For the outside fabric I used drill, a heavy cotton fabric. Be sure to wash it first! It really shrinks a lot. I cut two pieces for each sleeve, and stitched the quilted piece to one piece of the drill. Then I place the sewn piece on the plain drill, sewed a 3/8 inch seam all around, leaving a turning opening at the fat end. After clipping the corners I turned it rightside out making a drill-quilt sandwich.
After sewing all the way around close to the quilted fabric, I threaded cord through the opening and pulled.
Securing the cords with a cord stop gives me a nice, fat sleeve board cover. But I wanted something a bit less utilitarian and a little pretty. So...
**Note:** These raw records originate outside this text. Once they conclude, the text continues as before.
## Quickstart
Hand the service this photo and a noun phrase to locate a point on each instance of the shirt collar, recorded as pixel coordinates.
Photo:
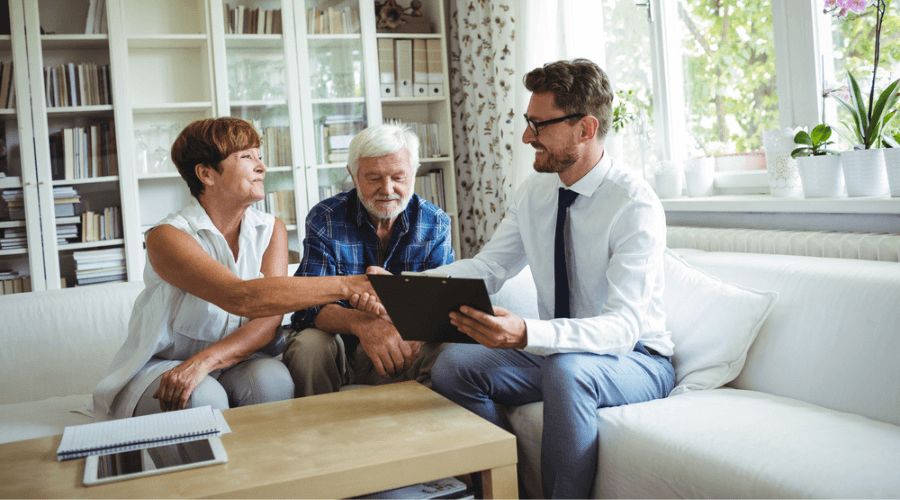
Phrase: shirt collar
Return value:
(587, 185)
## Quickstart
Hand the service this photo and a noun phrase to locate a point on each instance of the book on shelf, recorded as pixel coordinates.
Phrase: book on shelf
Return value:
(275, 144)
(7, 181)
(11, 282)
(7, 84)
(280, 204)
(403, 67)
(242, 20)
(101, 226)
(332, 20)
(430, 187)
(84, 152)
(96, 18)
(99, 266)
(336, 132)
(81, 84)
(100, 438)
(435, 68)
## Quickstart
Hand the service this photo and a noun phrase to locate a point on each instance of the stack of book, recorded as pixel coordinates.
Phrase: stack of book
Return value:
(280, 204)
(7, 86)
(84, 152)
(429, 141)
(15, 203)
(410, 67)
(246, 21)
(276, 144)
(70, 84)
(13, 238)
(11, 282)
(67, 229)
(96, 19)
(332, 21)
(99, 266)
(100, 226)
(335, 134)
(430, 186)
(67, 201)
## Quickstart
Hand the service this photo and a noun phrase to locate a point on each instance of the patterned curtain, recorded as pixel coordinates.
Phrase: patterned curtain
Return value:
(482, 78)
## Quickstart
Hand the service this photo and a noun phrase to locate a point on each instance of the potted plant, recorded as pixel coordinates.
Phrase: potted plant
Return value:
(864, 167)
(820, 168)
(892, 160)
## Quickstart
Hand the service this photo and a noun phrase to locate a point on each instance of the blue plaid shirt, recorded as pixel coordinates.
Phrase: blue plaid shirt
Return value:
(341, 241)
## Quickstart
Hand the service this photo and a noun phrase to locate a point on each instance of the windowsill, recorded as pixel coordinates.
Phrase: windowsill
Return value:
(774, 204)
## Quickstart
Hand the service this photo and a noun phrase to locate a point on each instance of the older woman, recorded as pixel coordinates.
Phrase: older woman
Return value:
(205, 329)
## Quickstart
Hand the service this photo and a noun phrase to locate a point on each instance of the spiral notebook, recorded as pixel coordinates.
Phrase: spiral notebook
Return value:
(101, 438)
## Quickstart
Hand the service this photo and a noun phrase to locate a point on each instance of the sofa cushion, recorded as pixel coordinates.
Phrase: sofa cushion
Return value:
(71, 334)
(728, 443)
(713, 324)
(34, 419)
(831, 340)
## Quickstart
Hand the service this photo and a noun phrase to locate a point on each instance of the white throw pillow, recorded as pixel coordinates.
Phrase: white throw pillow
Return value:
(713, 324)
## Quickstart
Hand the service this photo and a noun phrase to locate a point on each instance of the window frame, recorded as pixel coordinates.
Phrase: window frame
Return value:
(803, 51)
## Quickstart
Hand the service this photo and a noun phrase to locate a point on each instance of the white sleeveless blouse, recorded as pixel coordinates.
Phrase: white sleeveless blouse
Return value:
(169, 325)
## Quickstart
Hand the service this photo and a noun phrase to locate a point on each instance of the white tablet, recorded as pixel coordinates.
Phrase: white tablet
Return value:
(100, 469)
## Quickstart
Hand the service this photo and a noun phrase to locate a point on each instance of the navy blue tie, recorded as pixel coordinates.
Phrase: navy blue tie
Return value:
(561, 277)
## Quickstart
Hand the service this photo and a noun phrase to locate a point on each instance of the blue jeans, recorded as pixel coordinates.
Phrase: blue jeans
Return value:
(572, 387)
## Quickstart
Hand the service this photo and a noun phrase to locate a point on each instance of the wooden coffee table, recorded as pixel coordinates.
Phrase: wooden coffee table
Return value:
(330, 446)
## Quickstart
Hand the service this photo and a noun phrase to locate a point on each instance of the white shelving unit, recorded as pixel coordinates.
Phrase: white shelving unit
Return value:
(175, 61)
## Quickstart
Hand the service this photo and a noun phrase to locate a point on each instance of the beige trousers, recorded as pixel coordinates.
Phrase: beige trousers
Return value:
(319, 363)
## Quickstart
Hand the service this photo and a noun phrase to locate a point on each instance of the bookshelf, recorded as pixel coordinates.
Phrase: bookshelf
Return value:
(308, 85)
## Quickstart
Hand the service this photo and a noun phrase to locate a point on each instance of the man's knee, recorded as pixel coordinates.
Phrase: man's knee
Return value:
(449, 366)
(309, 349)
(209, 393)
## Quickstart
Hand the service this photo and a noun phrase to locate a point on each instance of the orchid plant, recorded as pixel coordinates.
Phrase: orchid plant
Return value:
(869, 122)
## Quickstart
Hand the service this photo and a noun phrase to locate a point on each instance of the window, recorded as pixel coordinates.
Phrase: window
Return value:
(709, 77)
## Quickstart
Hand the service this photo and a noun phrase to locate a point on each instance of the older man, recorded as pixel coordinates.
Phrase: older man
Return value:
(381, 222)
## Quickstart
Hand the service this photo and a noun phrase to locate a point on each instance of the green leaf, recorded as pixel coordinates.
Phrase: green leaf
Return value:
(803, 138)
(885, 101)
(800, 152)
(859, 103)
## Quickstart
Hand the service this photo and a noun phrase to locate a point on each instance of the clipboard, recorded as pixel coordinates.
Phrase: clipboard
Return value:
(420, 306)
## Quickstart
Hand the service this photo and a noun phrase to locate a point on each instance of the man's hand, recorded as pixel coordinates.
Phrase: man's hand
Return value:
(177, 385)
(390, 354)
(503, 330)
(368, 303)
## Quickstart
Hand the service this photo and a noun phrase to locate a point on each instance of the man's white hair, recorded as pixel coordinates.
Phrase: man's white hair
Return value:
(380, 140)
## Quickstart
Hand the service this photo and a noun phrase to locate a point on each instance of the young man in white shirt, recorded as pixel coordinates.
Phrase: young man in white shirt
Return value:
(601, 340)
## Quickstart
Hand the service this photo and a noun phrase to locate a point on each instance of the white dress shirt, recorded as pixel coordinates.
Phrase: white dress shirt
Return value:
(169, 325)
(615, 238)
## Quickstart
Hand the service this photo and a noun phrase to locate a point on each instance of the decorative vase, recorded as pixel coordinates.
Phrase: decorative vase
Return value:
(784, 176)
(699, 176)
(821, 176)
(669, 177)
(892, 165)
(865, 173)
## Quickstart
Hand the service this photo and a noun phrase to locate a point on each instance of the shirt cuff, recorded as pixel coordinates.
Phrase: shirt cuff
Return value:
(540, 335)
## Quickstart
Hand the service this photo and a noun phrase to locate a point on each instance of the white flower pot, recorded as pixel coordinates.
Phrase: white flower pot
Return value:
(822, 176)
(892, 165)
(865, 173)
(699, 176)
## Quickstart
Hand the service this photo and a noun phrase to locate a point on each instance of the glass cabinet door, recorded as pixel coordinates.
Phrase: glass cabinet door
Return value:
(335, 92)
(261, 87)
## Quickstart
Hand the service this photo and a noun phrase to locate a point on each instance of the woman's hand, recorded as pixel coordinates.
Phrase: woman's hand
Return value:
(177, 385)
(362, 295)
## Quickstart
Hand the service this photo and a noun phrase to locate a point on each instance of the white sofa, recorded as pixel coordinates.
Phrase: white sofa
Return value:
(814, 412)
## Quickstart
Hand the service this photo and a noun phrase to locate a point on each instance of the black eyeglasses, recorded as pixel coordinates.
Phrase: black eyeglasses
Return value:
(534, 126)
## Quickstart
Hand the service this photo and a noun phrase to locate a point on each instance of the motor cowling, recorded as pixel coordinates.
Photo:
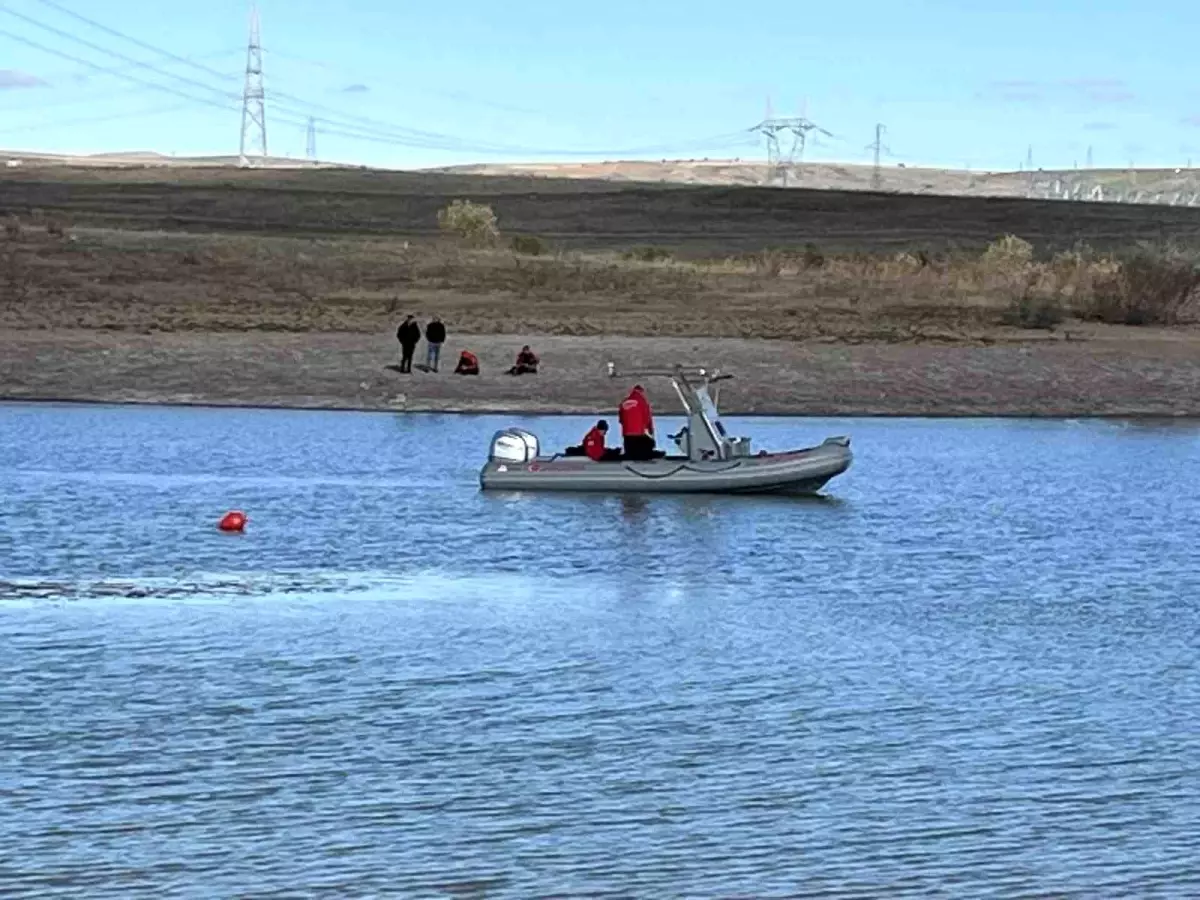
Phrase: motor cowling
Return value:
(514, 445)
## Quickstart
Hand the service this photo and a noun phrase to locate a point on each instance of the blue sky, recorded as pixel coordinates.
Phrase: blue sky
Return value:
(407, 83)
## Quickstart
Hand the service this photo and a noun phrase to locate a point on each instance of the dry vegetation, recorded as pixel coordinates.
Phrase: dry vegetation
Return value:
(286, 289)
(54, 276)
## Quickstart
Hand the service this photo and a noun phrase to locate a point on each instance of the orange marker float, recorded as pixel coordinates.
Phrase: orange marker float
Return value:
(234, 521)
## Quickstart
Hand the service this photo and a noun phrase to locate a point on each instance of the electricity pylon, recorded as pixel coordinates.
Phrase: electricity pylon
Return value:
(253, 96)
(780, 163)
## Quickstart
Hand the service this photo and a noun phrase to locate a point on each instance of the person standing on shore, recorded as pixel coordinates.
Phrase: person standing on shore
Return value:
(408, 334)
(435, 336)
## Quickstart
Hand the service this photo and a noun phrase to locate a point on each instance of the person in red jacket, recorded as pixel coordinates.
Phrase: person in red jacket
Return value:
(637, 425)
(594, 443)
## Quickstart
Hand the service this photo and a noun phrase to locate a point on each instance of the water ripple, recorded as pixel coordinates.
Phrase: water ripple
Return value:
(973, 673)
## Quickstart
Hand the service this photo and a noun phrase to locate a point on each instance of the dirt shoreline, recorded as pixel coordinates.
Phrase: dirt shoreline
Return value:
(1096, 372)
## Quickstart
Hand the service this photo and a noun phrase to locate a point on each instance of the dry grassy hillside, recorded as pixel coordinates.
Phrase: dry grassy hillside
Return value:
(574, 214)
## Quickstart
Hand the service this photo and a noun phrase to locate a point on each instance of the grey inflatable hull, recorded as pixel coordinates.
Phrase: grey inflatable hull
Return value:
(797, 472)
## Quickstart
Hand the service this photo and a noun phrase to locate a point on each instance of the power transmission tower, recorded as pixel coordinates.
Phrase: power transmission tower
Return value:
(879, 148)
(779, 162)
(253, 96)
(311, 139)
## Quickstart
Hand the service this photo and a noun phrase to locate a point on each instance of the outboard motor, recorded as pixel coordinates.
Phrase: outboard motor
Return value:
(515, 445)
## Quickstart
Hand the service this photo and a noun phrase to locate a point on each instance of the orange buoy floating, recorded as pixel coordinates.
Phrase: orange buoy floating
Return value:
(234, 521)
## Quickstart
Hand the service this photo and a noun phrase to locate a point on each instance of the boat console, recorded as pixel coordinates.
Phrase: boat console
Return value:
(705, 436)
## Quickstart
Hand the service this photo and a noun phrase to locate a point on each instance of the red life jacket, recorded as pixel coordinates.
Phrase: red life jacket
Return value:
(635, 415)
(593, 444)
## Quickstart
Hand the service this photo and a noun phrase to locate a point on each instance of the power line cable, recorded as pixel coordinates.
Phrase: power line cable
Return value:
(345, 125)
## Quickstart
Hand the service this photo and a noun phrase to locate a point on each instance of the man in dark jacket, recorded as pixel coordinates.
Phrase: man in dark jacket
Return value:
(408, 334)
(435, 336)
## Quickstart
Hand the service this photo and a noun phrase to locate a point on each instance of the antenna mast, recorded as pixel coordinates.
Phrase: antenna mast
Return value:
(879, 148)
(253, 96)
(311, 139)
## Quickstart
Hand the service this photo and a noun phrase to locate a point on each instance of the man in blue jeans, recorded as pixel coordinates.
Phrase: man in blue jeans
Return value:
(436, 336)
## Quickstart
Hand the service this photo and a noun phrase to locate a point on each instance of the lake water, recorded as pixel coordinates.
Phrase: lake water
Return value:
(971, 671)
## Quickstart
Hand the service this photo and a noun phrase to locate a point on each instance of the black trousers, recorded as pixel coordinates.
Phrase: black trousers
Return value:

I cut some Home Dec fabric (on sale at Joann's) just a bit larger than the original drill pieces.
And made a narrow hem, then a larger one, about 1/2 inch, leaving an opening in the fat end.
Thread the cord through the hem, pull and secure with a cord stop. This gives me four separate tails, but I can live with that. I used a coordinating toile fabric on the other side. I'm missing a cord stop as you can see in the lower right of the photo, and hope to get to Joann's soon to remedy that situation.
So I'm sure you're wondering, why go through all that trouble for a sleeve board, or a large ironing board for that matter? As I said earlier, I like my ironing boards well padded. But the real advantage is keeping it clean. Once the ironing board cover gets full of starch and sticky and dirty, it's easy to take it off and throw it in the wash. Then if I don't get around to the laundry, I still have a functioning ironing board cover, not as pretty, but it still works. With three of us working, we have quite a few shirts to iron each week. Although Hubby is retiring the end of April (isn't that exciting?), so there won't be so much to iron.
But there is another advantage to this method. Say you don't want to mess with the pretty cover and are willing to just use the drill sandwich as your ironing surface. This works very well, by the way. The drill sandwich is reversible! So when it gets all sticky and dirty, just take it off the board and flip it over. I use the elastic clips on the bottom to keep it taught so it's easy just to flip it.
For my large board, I took apart the old pad and placed it under the drill sandwich. So it's really well padded.
Now, I'm not too practiced on tutorials, so if you have any questions, comments, suggestions, please feel free to let me know what you think of this post. I actually used to write these for a living (well, they were test methods, but the idea is the same), but that was over 20 years ago. You know you're really aging when you can measure time in decades!